劉 惇(りゅう とん、生没年不詳)は、中国後漢末期の占者。孫権に仕えた。子仁本貫青州平原郡。南方にあってその技術を称えられた八絶の1人[1]

生涯[編集]

中原の遭乱を避けて廬陵郡に客遊し、孫輔に仕える。

天文を見て、水旱[2]や賊徒の侵入を先んじて予言し、当たらないことはなかった。孫輔によって軍師に任じられ、軍中の者たちもみな彼に敬意を払い、神明と呼んだ。

建安年間、星に異変が現れ、このことについて孫権に尋ねられると、「丹陽にて、客が主人に勝る災禍がある」と予言した。その予言どおりに彼の地にて、辺洪孫翊を暗殺する謀反が起きた[3]

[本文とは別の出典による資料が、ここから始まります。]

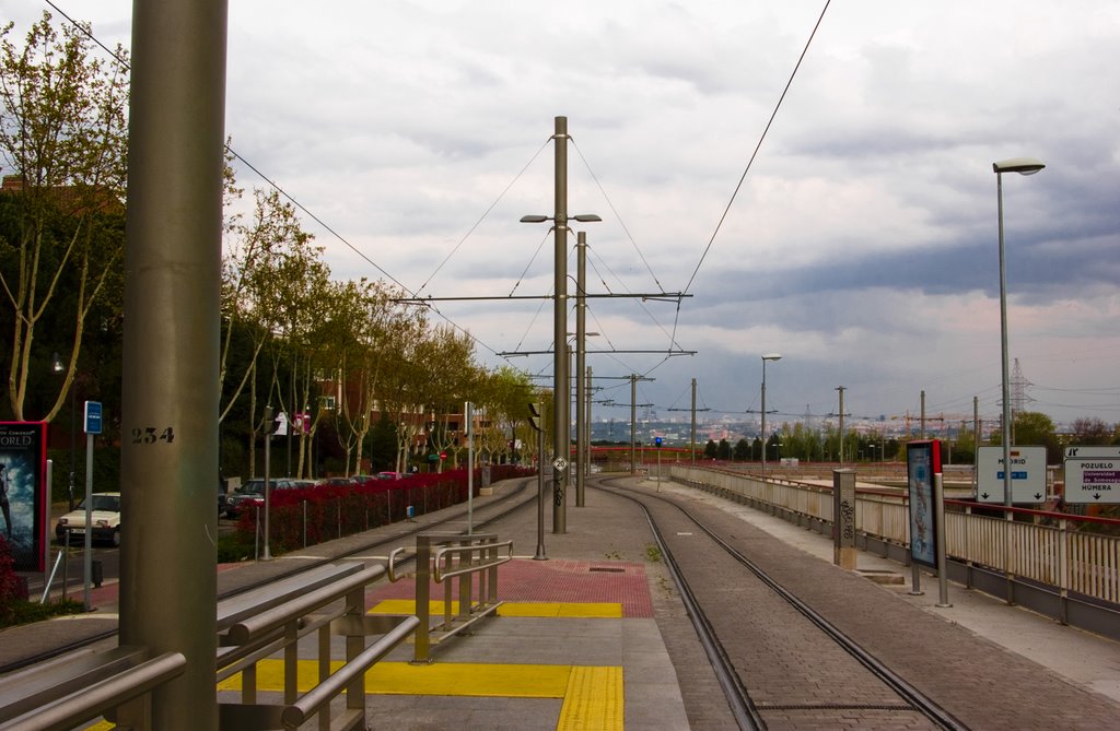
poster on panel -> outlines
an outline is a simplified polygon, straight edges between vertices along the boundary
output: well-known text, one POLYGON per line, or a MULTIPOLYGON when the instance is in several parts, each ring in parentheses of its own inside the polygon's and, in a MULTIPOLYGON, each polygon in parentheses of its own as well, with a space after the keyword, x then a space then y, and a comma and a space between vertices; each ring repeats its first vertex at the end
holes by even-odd
POLYGON ((46 422, 0 422, 0 535, 16 571, 44 570, 47 506, 46 422))
POLYGON ((937 568, 937 510, 933 476, 940 474, 941 442, 931 440, 906 444, 911 560, 934 569, 937 568))

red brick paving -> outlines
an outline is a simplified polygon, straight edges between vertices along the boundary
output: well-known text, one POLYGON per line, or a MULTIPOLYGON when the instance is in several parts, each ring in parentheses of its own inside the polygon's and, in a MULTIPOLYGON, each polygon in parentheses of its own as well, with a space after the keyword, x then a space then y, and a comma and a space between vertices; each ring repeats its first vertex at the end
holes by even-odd
MULTIPOLYGON (((615 602, 623 606, 623 617, 653 617, 653 600, 641 563, 515 559, 497 571, 498 598, 503 601, 615 602)), ((416 583, 409 578, 376 584, 367 597, 374 602, 414 599, 416 583)), ((442 597, 444 587, 433 583, 431 598, 442 597)))

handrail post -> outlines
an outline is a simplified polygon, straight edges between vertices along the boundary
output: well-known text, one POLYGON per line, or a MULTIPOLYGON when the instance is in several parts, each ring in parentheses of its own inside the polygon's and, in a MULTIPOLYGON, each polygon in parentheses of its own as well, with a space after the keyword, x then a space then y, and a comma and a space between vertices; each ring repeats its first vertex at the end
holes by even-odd
POLYGON ((431 618, 429 616, 431 581, 431 536, 417 536, 417 617, 420 625, 417 627, 416 647, 412 653, 412 663, 427 665, 430 663, 431 652, 431 618))
POLYGON ((1057 522, 1057 588, 1058 621, 1070 624, 1070 525, 1066 518, 1057 522))
MULTIPOLYGON (((460 542, 460 545, 473 546, 475 545, 475 540, 472 536, 467 536, 460 542)), ((465 552, 459 555, 459 568, 468 569, 470 564, 474 563, 472 556, 473 551, 465 552)), ((450 560, 450 556, 448 556, 450 560)), ((470 597, 472 590, 474 589, 475 580, 473 573, 465 573, 459 579, 459 619, 466 621, 470 618, 470 597)))

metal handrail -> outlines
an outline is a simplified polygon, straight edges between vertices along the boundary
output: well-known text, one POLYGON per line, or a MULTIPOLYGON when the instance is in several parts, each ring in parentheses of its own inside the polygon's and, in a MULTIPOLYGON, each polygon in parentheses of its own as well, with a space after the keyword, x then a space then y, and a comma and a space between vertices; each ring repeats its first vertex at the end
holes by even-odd
MULTIPOLYGON (((69 729, 91 721, 183 674, 187 658, 165 653, 138 665, 83 686, 0 724, 3 731, 69 729)), ((150 723, 132 727, 148 729, 150 723)))
POLYGON ((444 546, 441 549, 437 549, 436 553, 433 553, 431 557, 432 562, 436 565, 436 570, 432 571, 432 581, 435 581, 436 583, 444 583, 444 579, 454 579, 455 577, 461 577, 468 573, 476 573, 485 569, 493 569, 495 566, 500 566, 503 563, 508 563, 510 561, 513 560, 513 541, 502 541, 501 543, 483 543, 479 545, 468 545, 468 546, 444 546), (508 555, 506 555, 504 559, 495 559, 487 563, 472 563, 469 566, 465 569, 456 569, 454 571, 439 570, 440 561, 445 555, 449 553, 472 554, 477 552, 479 556, 482 556, 484 553, 489 553, 494 549, 502 549, 502 547, 510 550, 508 555))

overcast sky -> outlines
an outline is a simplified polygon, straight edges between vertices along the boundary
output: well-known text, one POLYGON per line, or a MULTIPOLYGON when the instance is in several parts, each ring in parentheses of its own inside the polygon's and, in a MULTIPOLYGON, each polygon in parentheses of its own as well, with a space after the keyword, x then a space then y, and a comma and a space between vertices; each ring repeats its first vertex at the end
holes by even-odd
MULTIPOLYGON (((56 1, 128 45, 131 2, 56 1)), ((843 385, 857 416, 916 415, 923 390, 931 416, 971 420, 973 396, 998 416, 991 166, 1035 157, 1038 175, 1004 176, 1027 407, 1120 422, 1120 3, 833 2, 717 233, 823 7, 232 0, 226 131, 410 290, 548 294, 548 226, 517 219, 551 214, 549 137, 567 116, 569 213, 604 219, 584 228, 589 291, 692 294, 679 312, 592 300, 588 329, 590 349, 665 350, 675 332, 694 356, 588 363, 655 378, 638 401, 683 419, 668 410, 689 407, 693 377, 709 418, 758 410, 774 352, 782 414, 837 412, 843 385)), ((19 37, 47 6, 0 8, 19 37)), ((336 278, 382 275, 304 224, 336 278)), ((551 303, 440 311, 487 364, 551 347, 551 303)), ((510 363, 551 373, 550 356, 510 363)), ((597 385, 628 404, 625 382, 597 385)))

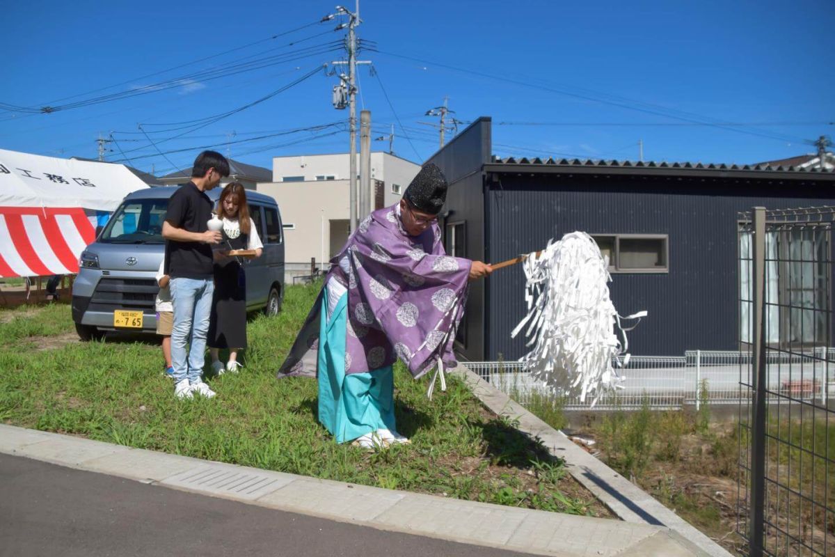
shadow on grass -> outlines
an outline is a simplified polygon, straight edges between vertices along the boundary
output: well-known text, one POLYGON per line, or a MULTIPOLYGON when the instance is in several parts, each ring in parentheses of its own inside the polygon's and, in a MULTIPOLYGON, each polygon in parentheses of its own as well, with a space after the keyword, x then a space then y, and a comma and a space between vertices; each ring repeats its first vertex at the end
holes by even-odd
POLYGON ((482 428, 486 453, 495 464, 526 469, 533 459, 553 459, 541 442, 520 432, 510 420, 499 418, 471 425, 482 428))
MULTIPOLYGON (((318 423, 319 397, 306 398, 291 408, 291 412, 299 415, 310 415, 315 422, 318 423)), ((400 401, 394 403, 394 416, 397 432, 406 437, 412 437, 418 429, 432 426, 432 419, 428 414, 400 401)))
POLYGON ((306 398, 301 401, 295 407, 290 409, 294 414, 299 414, 303 416, 304 414, 310 414, 313 418, 313 421, 316 423, 319 423, 319 397, 313 397, 312 398, 306 398))
POLYGON ((394 401, 394 418, 397 433, 408 438, 414 436, 419 429, 432 427, 432 418, 428 414, 397 399, 394 401))

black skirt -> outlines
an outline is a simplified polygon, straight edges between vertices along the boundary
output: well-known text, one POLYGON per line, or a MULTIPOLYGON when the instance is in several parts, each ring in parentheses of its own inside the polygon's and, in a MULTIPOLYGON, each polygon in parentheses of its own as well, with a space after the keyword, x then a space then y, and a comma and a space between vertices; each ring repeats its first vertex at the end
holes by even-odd
MULTIPOLYGON (((245 249, 245 234, 230 239, 222 233, 220 249, 245 249)), ((235 259, 215 263, 215 295, 206 344, 211 348, 246 347, 246 276, 235 259)))

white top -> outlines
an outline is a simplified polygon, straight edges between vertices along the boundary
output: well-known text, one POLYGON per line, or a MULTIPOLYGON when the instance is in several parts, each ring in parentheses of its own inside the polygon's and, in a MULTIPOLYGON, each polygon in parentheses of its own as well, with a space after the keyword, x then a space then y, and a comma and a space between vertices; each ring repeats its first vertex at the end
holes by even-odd
MULTIPOLYGON (((162 262, 159 263, 159 270, 157 271, 156 280, 157 284, 159 284, 159 281, 162 277, 165 276, 165 258, 162 258, 162 262)), ((163 288, 159 286, 159 291, 157 292, 156 299, 156 311, 174 311, 174 306, 171 304, 171 282, 169 281, 169 286, 163 288)))
MULTIPOLYGON (((223 231, 226 233, 226 235, 230 238, 235 239, 240 235, 240 223, 238 222, 237 219, 227 219, 223 217, 223 231)), ((256 226, 255 221, 250 219, 250 238, 247 242, 247 250, 260 250, 264 247, 264 244, 261 241, 261 236, 258 235, 258 228, 256 226)))

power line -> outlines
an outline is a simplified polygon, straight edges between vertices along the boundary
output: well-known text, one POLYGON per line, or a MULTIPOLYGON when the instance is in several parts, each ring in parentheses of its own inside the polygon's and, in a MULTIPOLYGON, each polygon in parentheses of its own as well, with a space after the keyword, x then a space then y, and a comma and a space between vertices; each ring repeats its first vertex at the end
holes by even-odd
MULTIPOLYGON (((175 69, 180 69, 180 68, 185 68, 186 66, 190 66, 190 65, 193 65, 193 64, 195 64, 195 63, 200 63, 200 62, 205 62, 205 61, 210 60, 211 58, 220 58, 221 56, 225 56, 225 54, 229 54, 229 53, 233 53, 233 52, 237 52, 239 50, 243 50, 245 48, 249 48, 250 47, 253 47, 253 46, 255 46, 256 44, 261 44, 262 43, 266 43, 268 41, 275 40, 275 39, 278 38, 279 37, 284 37, 285 35, 289 35, 289 34, 296 33, 297 31, 301 31, 302 29, 306 29, 306 28, 307 28, 309 27, 318 25, 319 23, 320 22, 311 22, 310 23, 306 23, 305 25, 302 25, 301 27, 297 27, 297 28, 295 28, 293 29, 284 31, 282 33, 276 33, 276 34, 272 35, 271 37, 268 37, 266 38, 262 38, 262 39, 260 39, 260 40, 257 40, 257 41, 254 41, 252 43, 249 43, 247 44, 244 44, 244 45, 240 46, 240 47, 235 47, 234 48, 230 48, 228 50, 225 50, 223 52, 217 53, 216 54, 210 54, 209 56, 205 56, 205 57, 198 58, 196 60, 192 60, 190 62, 186 62, 185 63, 181 63, 181 64, 179 64, 177 66, 173 66, 173 67, 169 68, 167 69, 159 70, 158 72, 154 72, 152 73, 147 73, 145 75, 142 75, 142 76, 139 76, 139 77, 137 77, 137 78, 134 78, 132 79, 128 79, 127 81, 122 81, 120 83, 114 84, 113 85, 108 85, 106 87, 101 87, 101 88, 99 88, 99 89, 93 89, 91 91, 87 91, 86 93, 79 93, 79 94, 70 95, 70 96, 68 96, 68 97, 62 97, 60 99, 56 99, 54 100, 48 101, 47 103, 43 103, 42 104, 53 104, 54 103, 58 103, 58 102, 60 102, 62 100, 67 100, 67 99, 76 99, 78 97, 84 97, 84 95, 93 94, 94 93, 99 93, 99 91, 105 91, 105 90, 107 90, 109 89, 113 89, 114 87, 119 87, 119 85, 126 85, 128 84, 138 81, 139 79, 146 79, 148 78, 151 78, 151 77, 154 77, 154 76, 156 76, 156 75, 160 75, 162 73, 167 73, 168 72, 172 72, 172 71, 174 71, 175 69)), ((302 40, 305 40, 305 39, 302 39, 302 40)), ((299 42, 299 41, 296 41, 296 42, 299 42)), ((291 44, 293 44, 293 43, 291 43, 291 44)), ((0 107, 7 107, 7 106, 15 107, 15 105, 13 105, 13 104, 7 104, 5 103, 0 103, 0 107)), ((15 108, 16 109, 26 109, 27 107, 15 107, 15 108)), ((13 111, 18 112, 19 110, 15 109, 13 111)), ((38 110, 38 112, 40 112, 40 110, 38 110)))
POLYGON ((397 116, 397 111, 394 109, 394 105, 392 104, 392 99, 388 98, 388 94, 386 93, 386 88, 382 85, 382 80, 380 78, 380 70, 376 68, 374 68, 374 77, 377 78, 377 82, 380 84, 380 89, 382 90, 382 94, 386 98, 386 102, 388 103, 388 108, 392 109, 392 114, 394 114, 395 119, 397 120, 401 131, 403 132, 403 137, 405 137, 406 140, 409 142, 409 144, 412 146, 412 150, 413 150, 415 154, 418 155, 418 160, 420 160, 420 153, 418 152, 418 149, 414 146, 414 144, 412 143, 412 139, 409 137, 409 134, 406 133, 406 128, 403 127, 402 122, 400 121, 400 117, 397 116))
POLYGON ((698 115, 698 114, 695 114, 693 113, 686 113, 686 112, 681 111, 681 110, 675 110, 675 109, 667 109, 665 107, 660 107, 658 105, 654 105, 654 104, 649 104, 649 103, 644 103, 644 102, 641 102, 641 101, 636 101, 636 100, 633 100, 633 99, 625 99, 624 98, 621 98, 621 99, 623 99, 622 101, 610 100, 610 99, 605 99, 604 97, 606 97, 606 96, 612 97, 612 95, 606 95, 605 94, 600 94, 600 93, 597 93, 597 92, 589 91, 588 89, 586 89, 586 91, 589 91, 589 93, 574 93, 574 92, 567 91, 567 90, 564 90, 564 89, 556 89, 556 88, 554 88, 553 86, 546 86, 546 85, 540 85, 540 84, 537 84, 526 83, 526 82, 520 81, 520 80, 518 80, 518 79, 513 79, 513 78, 507 78, 507 77, 503 77, 503 76, 498 76, 498 75, 493 75, 493 74, 491 74, 491 73, 487 73, 485 72, 478 72, 478 71, 475 71, 475 70, 472 70, 472 69, 466 69, 466 68, 458 68, 456 66, 452 66, 450 64, 441 63, 438 63, 438 62, 432 62, 432 61, 429 61, 429 60, 418 58, 414 58, 414 57, 412 57, 412 56, 406 56, 406 55, 403 55, 403 54, 397 54, 397 53, 389 53, 389 52, 386 52, 386 51, 382 51, 382 50, 377 50, 376 52, 377 52, 377 53, 379 53, 381 54, 385 54, 385 55, 392 56, 392 57, 394 57, 394 58, 403 58, 403 59, 407 59, 407 60, 412 60, 412 61, 414 61, 414 62, 420 62, 421 63, 428 63, 428 64, 431 64, 431 65, 434 65, 434 66, 438 66, 440 68, 445 68, 447 69, 451 69, 451 70, 456 71, 456 72, 462 72, 462 73, 469 73, 471 75, 478 75, 479 77, 487 78, 489 78, 489 79, 493 79, 493 80, 497 80, 497 81, 502 81, 502 82, 509 83, 509 84, 516 84, 516 85, 521 85, 523 87, 529 87, 529 88, 533 88, 533 89, 541 89, 541 90, 544 90, 544 91, 549 91, 549 92, 551 92, 551 93, 557 93, 559 94, 563 94, 563 95, 566 95, 566 96, 569 96, 569 97, 574 97, 576 99, 582 99, 584 100, 590 100, 590 101, 593 101, 593 102, 596 102, 596 103, 601 103, 601 104, 610 104, 612 106, 617 106, 617 107, 622 108, 622 109, 629 109, 629 110, 635 110, 635 111, 638 111, 638 112, 644 112, 644 113, 646 113, 646 114, 655 114, 655 115, 658 115, 658 116, 664 116, 665 118, 671 118, 671 119, 674 119, 684 120, 684 121, 688 121, 688 122, 691 122, 691 123, 695 123, 695 124, 701 124, 703 125, 712 126, 712 127, 715 127, 715 128, 723 129, 726 129, 726 130, 729 130, 729 131, 735 131, 735 132, 737 132, 737 133, 747 134, 751 134, 751 135, 758 135, 760 137, 765 137, 765 138, 768 138, 768 139, 777 139, 777 140, 780 140, 780 141, 792 141, 792 142, 798 142, 799 141, 799 142, 803 142, 803 143, 808 143, 810 144, 812 144, 812 142, 808 141, 807 139, 803 139, 802 138, 790 138, 788 136, 780 136, 780 135, 775 135, 775 134, 764 134, 764 133, 752 131, 752 130, 746 130, 746 129, 740 129, 734 128, 734 127, 729 127, 729 126, 723 125, 721 124, 717 124, 716 122, 705 122, 704 120, 706 120, 706 119, 709 120, 709 119, 708 119, 708 118, 706 118, 705 116, 701 116, 701 115, 698 115), (630 105, 629 103, 633 104, 633 105, 630 105), (651 107, 651 108, 642 108, 642 107, 651 107), (678 113, 678 114, 676 114, 676 113, 678 113), (686 114, 686 115, 678 115, 678 114, 686 114), (700 121, 698 119, 701 119, 701 121, 700 121))
MULTIPOLYGON (((341 123, 341 124, 344 124, 344 123, 341 123)), ((291 145, 300 144, 302 144, 302 143, 308 143, 310 141, 315 141, 316 139, 320 139, 326 138, 326 137, 331 137, 331 136, 336 135, 337 134, 344 134, 344 133, 347 133, 346 130, 344 130, 344 129, 337 129, 336 131, 328 132, 326 134, 319 134, 318 135, 314 135, 314 136, 309 137, 309 138, 304 138, 304 139, 294 139, 293 141, 288 141, 288 142, 286 142, 286 143, 273 144, 269 144, 269 145, 259 147, 259 148, 252 149, 252 150, 244 151, 244 152, 240 153, 240 154, 238 154, 237 156, 245 156, 247 154, 254 154, 256 153, 262 153, 264 151, 267 151, 267 150, 273 149, 280 149, 281 147, 289 147, 289 146, 291 146, 291 145)), ((180 169, 177 166, 173 166, 171 168, 159 170, 158 172, 159 172, 160 174, 164 174, 164 173, 166 173, 166 172, 170 172, 171 170, 180 170, 180 169)))
POLYGON ((240 64, 239 66, 221 67, 215 70, 207 70, 206 72, 200 72, 186 76, 180 76, 174 79, 161 82, 159 84, 154 84, 151 85, 146 85, 141 88, 134 89, 128 91, 120 91, 108 95, 103 95, 100 97, 88 99, 85 100, 78 101, 75 103, 70 103, 63 105, 54 106, 54 107, 44 107, 41 109, 21 109, 21 110, 32 113, 52 114, 54 112, 68 110, 70 109, 92 106, 95 104, 100 104, 103 103, 113 102, 114 100, 122 100, 124 99, 129 99, 132 97, 144 95, 150 93, 157 93, 159 91, 165 91, 171 89, 178 89, 183 86, 187 86, 193 83, 197 83, 195 82, 195 78, 200 78, 199 83, 202 84, 204 82, 218 79, 220 78, 225 78, 231 75, 236 75, 238 73, 241 73, 244 72, 250 72, 256 69, 261 69, 262 68, 267 68, 279 63, 301 60, 312 56, 319 56, 321 54, 324 54, 329 52, 333 52, 337 48, 339 44, 340 43, 338 41, 323 43, 311 47, 306 47, 304 48, 301 48, 296 51, 285 53, 278 56, 272 56, 266 58, 261 58, 259 60, 254 60, 252 62, 245 64, 240 64))
MULTIPOLYGON (((463 124, 472 124, 472 120, 463 124)), ((718 122, 717 124, 726 126, 826 126, 832 125, 833 122, 718 122)), ((493 122, 498 126, 704 126, 710 125, 701 122, 493 122)))
MULTIPOLYGON (((213 116, 207 116, 205 118, 200 119, 199 120, 192 120, 194 122, 199 122, 199 124, 194 124, 194 125, 190 125, 190 126, 184 126, 183 128, 180 128, 179 129, 186 129, 186 128, 187 128, 187 129, 186 129, 186 131, 184 131, 181 134, 177 134, 176 135, 174 135, 172 137, 170 137, 170 138, 167 138, 167 139, 161 139, 159 141, 157 141, 156 143, 154 143, 153 141, 151 143, 154 144, 154 147, 156 147, 156 145, 158 144, 166 143, 168 141, 171 141, 173 139, 177 139, 179 137, 182 137, 183 135, 185 135, 185 134, 190 134, 190 133, 194 132, 194 131, 197 131, 198 129, 201 129, 203 128, 205 128, 206 126, 210 125, 212 124, 215 124, 217 122, 220 122, 220 120, 222 120, 222 119, 224 119, 225 118, 229 118, 230 116, 231 116, 233 114, 236 114, 239 112, 242 112, 242 111, 244 111, 244 110, 245 110, 245 109, 247 109, 249 108, 256 106, 256 104, 260 104, 261 103, 263 103, 263 102, 265 102, 266 100, 269 100, 270 99, 272 99, 276 95, 280 94, 286 91, 287 89, 291 89, 291 88, 292 88, 292 87, 294 87, 294 86, 301 84, 302 81, 305 81, 306 79, 307 79, 311 76, 312 76, 312 75, 317 73, 318 72, 321 71, 322 68, 323 68, 323 66, 317 66, 317 67, 314 68, 312 70, 311 70, 310 72, 307 72, 306 73, 305 73, 301 77, 300 77, 300 78, 293 80, 292 82, 287 84, 286 85, 284 85, 283 87, 281 87, 281 88, 280 88, 280 89, 273 91, 272 93, 271 93, 271 94, 269 94, 267 95, 265 95, 264 97, 261 97, 261 99, 259 99, 257 100, 252 101, 251 103, 247 103, 246 104, 244 104, 243 106, 238 107, 237 109, 235 109, 234 110, 230 110, 228 112, 221 113, 220 114, 215 114, 213 116)), ((149 125, 149 124, 146 124, 146 125, 149 125)), ((139 127, 139 129, 141 129, 143 131, 143 133, 144 132, 144 129, 143 129, 141 126, 139 127)), ((147 134, 144 134, 144 135, 145 135, 145 137, 148 137, 147 134)), ((147 145, 145 147, 147 147, 147 145)), ((144 149, 145 147, 138 147, 136 149, 129 149, 126 152, 127 153, 130 153, 130 152, 133 152, 133 151, 140 150, 142 149, 144 149)))
MULTIPOLYGON (((143 154, 143 155, 136 156, 136 157, 134 157, 134 160, 143 160, 143 159, 149 159, 149 158, 153 158, 153 157, 158 156, 159 154, 163 154, 163 155, 165 155, 165 154, 176 154, 176 153, 184 153, 184 152, 186 152, 186 151, 196 151, 196 150, 202 150, 202 149, 211 149, 213 147, 220 147, 220 146, 223 146, 223 145, 234 145, 234 144, 242 144, 242 143, 250 143, 252 141, 261 141, 261 139, 269 139, 269 138, 272 138, 272 137, 280 137, 281 135, 289 135, 291 134, 297 134, 299 132, 303 132, 303 131, 318 131, 320 129, 326 129, 327 128, 332 128, 334 126, 342 125, 344 123, 342 122, 342 121, 331 122, 330 124, 321 124, 314 125, 314 126, 306 126, 304 128, 293 128, 293 129, 286 129, 286 130, 284 130, 284 131, 276 132, 276 133, 272 133, 272 134, 265 134, 265 135, 260 135, 258 137, 251 137, 251 138, 247 138, 247 139, 235 139, 235 141, 222 141, 222 142, 218 142, 218 143, 213 143, 213 144, 205 144, 205 145, 194 145, 194 146, 190 146, 190 147, 183 147, 183 148, 180 148, 180 149, 170 149, 170 150, 164 151, 164 152, 159 152, 159 149, 158 149, 158 153, 155 154, 143 154)), ((139 129, 142 129, 141 127, 139 129)), ((153 144, 153 140, 151 142, 153 144)), ((154 144, 154 147, 156 145, 154 144)), ((143 147, 143 149, 146 149, 147 147, 148 147, 148 145, 145 145, 144 147, 143 147)), ((124 156, 125 159, 124 160, 112 160, 110 162, 122 162, 122 160, 128 160, 127 156, 124 154, 124 152, 121 151, 121 149, 119 149, 119 150, 120 150, 120 152, 122 152, 122 155, 124 156)))

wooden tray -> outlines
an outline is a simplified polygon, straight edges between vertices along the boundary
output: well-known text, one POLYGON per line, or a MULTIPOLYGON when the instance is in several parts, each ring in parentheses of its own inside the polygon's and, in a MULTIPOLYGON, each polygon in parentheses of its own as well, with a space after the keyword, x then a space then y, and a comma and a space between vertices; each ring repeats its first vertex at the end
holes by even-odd
POLYGON ((226 255, 230 257, 254 258, 257 256, 255 250, 230 250, 226 252, 226 255))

劉惇は様々な術に長じていたが、特に太一に明るく、そのことを良く推演[4]し、精妙な要点を窮尽[5]していた。著書百余篇があり、高名な儒者の刁玄も彼の非凡さを称賛した。しかし劉惇はその術を大切なものとして、人に教えることはなかったため、世の人々はその内容をはっきりと知ることはなかった。

出典[編集]

脚注[編集]

  1. ^ 『三国志』呉書 趙達伝注『呉録』より。他の7人は皇象(書)、厳武(囲碁)、宋寿(夢占い)、曹不興(絵画)、鄭嫗(人相判断)、呉範(暦法・風占い)、趙達(九宮一算術)。s:zh:三國志/卷63#趙達
  2. ^ 洪水・干魃のこと。水旱(すいかん)とは? 意味・読み方・使い方をわかりやすく解説 - goo国語辞書 2024-05-08閲覧
  3. ^ 『三国志』呉書 孫翊伝なども参照。同呉主伝によると建安9年(204年)の出来事。
  4. ^ 意味を押し広めて、他に及ぼすこと。推衍・推演(すいえん)とは? 意味や使い方 - コトバンク 2024-05-08閲覧。
  5. ^ きわめつくすこと。窮尽(きゅうじん)とは? 意味や使い方 - コトバンク 2024-05-08閲覧。